13/05/2013 – Acerca del sentimiento fotográfico

La semana pasada me acerqué a un espectador que llevaba un buen rato observando las imágenes de mi exposición, concretamente una correspondiente al estrecho de l’Encantà, titulada La voz acuática. Me ofrecí a aclararle cualquier aspecto técnico o geográfico que pudiera ser de su interés, y el hombre, al conocer que se encontraba frente al autor de la foto, me aclaró que el motivo de su admiración no era la belleza del paraje –que bien lo conocía y ya no le sorprendía–, sino la visión tan particular y onírica que había ofrecido de él. No voy a negar que me halagó su comentario, pero lo que en verdad me gustó fue conocer que, de ser así, voy por el buen camino en lo literario, pues esa visión personal obedece al esfuerzo por interiorizar el paisaje y tratar de fotografiarlo desde el corazón. No en vano descarta uno desenfundar la cámara para escuchar el chapoteo de la lluvia sobre el agua, o se impregna de fantasía al intuir el canto de las náyades en el fluir de la cascada, o renuncia a abrir la mochila por pasar la mañana sentado frente a un paisaje espectacular, cambiante, sin intención de fotografiarlo, sólo de sentirlo, de interiorizarlo, de contemplarlo desde dentro. No, no en vano pasa uno la noche en esos parajes dejados de la mano de Dios si no es por impregnarse de las más sentidas emociones que más tarde, como en un sueño, habrán de pasar al papel, al negro sobre blanco. Está claro: si el autor no se emociona, el lector tampoco.

208 - La voz acuatica

Al hilo de esto del sentimiento fotográfico, contaré una graciosa anécdota que viví recientemente con esta misma foto. No hace mucho, durante la inauguración de l’Espai en Alicante, me presentaron a una simpática y osada fotógrafa con la que tuve el gusto de hablar largamente. Parece que conocía bien este blog porque al saber que hablaba con su autor me dijo: “Tienes una foto que me encanta y que quiero hacerla igual”. Debo reconocer que me sorprendió semejante arrebato de sinceridad, pues tratar de plagiar una fotografía, aunque resulta bastante habitual –yo también sucumbí a la tentación del plagio con El almendro que aullaba a la Polar–, no es algo de lo que uno deba enorgullecerse.

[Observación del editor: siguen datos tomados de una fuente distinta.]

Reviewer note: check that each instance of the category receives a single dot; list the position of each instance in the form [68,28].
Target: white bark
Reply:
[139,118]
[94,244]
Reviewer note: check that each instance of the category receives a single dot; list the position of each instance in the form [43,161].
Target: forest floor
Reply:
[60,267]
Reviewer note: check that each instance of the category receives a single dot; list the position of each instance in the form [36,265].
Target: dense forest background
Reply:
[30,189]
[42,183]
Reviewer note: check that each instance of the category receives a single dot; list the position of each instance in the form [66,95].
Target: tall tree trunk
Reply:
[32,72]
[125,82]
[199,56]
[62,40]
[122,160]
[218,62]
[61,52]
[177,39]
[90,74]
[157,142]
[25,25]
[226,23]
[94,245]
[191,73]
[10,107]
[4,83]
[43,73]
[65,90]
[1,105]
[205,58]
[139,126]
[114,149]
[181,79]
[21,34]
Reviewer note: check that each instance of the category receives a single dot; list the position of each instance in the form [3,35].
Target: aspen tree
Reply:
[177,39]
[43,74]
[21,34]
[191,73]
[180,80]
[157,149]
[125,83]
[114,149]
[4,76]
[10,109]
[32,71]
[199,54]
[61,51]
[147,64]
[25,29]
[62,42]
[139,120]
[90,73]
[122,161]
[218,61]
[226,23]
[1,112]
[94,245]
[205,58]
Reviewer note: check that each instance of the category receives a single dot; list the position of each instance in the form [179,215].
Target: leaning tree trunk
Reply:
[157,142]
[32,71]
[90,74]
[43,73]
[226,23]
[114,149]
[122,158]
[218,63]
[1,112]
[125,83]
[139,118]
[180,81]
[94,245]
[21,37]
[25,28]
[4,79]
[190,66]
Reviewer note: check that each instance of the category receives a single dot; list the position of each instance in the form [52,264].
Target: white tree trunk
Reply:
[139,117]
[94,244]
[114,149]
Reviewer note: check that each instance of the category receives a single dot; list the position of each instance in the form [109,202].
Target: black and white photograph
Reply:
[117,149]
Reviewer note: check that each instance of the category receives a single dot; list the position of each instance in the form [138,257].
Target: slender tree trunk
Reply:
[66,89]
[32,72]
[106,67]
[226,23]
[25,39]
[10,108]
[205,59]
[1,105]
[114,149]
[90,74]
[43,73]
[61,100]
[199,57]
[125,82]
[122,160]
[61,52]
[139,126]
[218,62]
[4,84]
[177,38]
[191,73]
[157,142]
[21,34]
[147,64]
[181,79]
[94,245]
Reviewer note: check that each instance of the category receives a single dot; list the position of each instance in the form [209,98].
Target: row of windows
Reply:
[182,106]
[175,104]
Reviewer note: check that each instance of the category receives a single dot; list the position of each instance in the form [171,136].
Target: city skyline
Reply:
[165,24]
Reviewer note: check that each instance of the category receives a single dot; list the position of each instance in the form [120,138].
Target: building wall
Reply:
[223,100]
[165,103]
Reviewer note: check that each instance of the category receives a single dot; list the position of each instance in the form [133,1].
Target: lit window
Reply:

Le pregunté de qué foto se trataba, y al describirla supe que se trataba de La voz acuática. Aún a riesgo de parecer engreído, le dije que lo sentía mucho, que hacerla igual (o siquiera parecida) iba a ser del todo imposible porque esa era una foto interior, espiritual, que sólo estaba al alcance de un demente, y que no creía que ella estuviese lo suficientemente loca como para intentarla. No le mentí, aunque tampoco le dije toda la verdad. Me limité a explicarle los entresijos de la toma con la intención de justificar mi afirmación, pero obvié decirle lo esencial: el barranc de l’Encantà es mi casa, mi madre, mi vida, el lugar donde reposarán mis cenizas algún día. Esa es la única razón del onirismo que presenta dicha fotografía: amo el escenario; tanto, que lo he interiorizado en lo más profundo de mi ser. ¡¡¡Cómo no voy a sentir La Montaña, si son los paisajes de mi niñez!!!

Ciertamente, admiro la osadía y sinceridad de mi querida amiga fotógrafa, de modo que si algún día lee estas líneas y continúa firme en su propósito de repetir dicha fotografía, gustosamente la acompañaré a la guarida de las ninfas para que lo intente.